In 1992, he became the president of the International League Against Racism and Anti-Semitism (LICRA). During his presidency, LICRA was one of eleven civil rights groups to file complaints against far-right politician Jean-Marie Le Pen for trivialising the Holocaust; in 1997 Le Pen was fined the equivalent of US$ 17,000 to each group. Aidenbaum was succeeded by his vice-president Patrick Gaubert in 1999.

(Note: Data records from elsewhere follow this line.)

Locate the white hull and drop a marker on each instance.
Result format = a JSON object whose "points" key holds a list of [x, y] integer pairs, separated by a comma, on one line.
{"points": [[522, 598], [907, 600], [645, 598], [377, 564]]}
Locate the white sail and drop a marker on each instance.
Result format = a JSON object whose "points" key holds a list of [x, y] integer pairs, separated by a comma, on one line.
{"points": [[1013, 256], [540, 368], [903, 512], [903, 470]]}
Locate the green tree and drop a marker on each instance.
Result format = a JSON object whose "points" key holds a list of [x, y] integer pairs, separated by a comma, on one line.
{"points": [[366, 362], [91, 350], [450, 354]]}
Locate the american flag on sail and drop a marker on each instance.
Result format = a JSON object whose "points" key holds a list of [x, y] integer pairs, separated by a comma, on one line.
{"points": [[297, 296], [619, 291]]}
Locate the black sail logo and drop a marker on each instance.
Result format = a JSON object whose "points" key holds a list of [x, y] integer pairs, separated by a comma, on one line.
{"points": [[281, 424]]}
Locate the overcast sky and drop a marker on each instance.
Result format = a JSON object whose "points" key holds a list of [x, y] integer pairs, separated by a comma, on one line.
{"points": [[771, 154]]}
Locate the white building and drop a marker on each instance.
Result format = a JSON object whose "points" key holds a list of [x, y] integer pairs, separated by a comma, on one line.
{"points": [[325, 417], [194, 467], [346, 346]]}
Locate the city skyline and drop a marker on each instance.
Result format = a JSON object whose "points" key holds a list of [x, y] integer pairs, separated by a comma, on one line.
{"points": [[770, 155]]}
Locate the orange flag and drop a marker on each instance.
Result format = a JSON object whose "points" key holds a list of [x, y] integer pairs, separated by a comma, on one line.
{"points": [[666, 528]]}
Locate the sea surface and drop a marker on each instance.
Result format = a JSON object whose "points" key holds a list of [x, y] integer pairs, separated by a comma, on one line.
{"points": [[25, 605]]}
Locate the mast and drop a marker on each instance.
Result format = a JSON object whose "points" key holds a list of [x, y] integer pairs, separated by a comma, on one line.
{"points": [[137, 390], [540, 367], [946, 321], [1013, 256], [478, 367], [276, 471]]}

Aidenbaum was elected mayor of the 3rd arrondissement of Paris in July 1995, succeeding Jacques Dominati. He remained in office until the council was dissolved in July 2020 as the first four arrondissements became Paris Centre. He was also on the Council of Paris from 1989. In July 2020, he became deputy mayor to Anne Hidalgo, being put in charge of the river Seine with the aim of making the heavily polluted and off-limits river safe for public swimming by the time that Paris hosts the 2024 Summer Olympics. In 2018, he supported Hidalgo's plan to pedestrianise the centre of Paris, as long as it was done gradually in respect to businesses. In 2017, he renamed the Square du Temple park after the recently deceased Jewish activist Elie Wiesel.

He resigned as deputy mayor in September 2020 due to accusations of sexual assault. He resigned his council seat in November, having been charged with rape.

He was made a Knight of the Legion of Honour in 1999 and an Officer of the same order in 2013.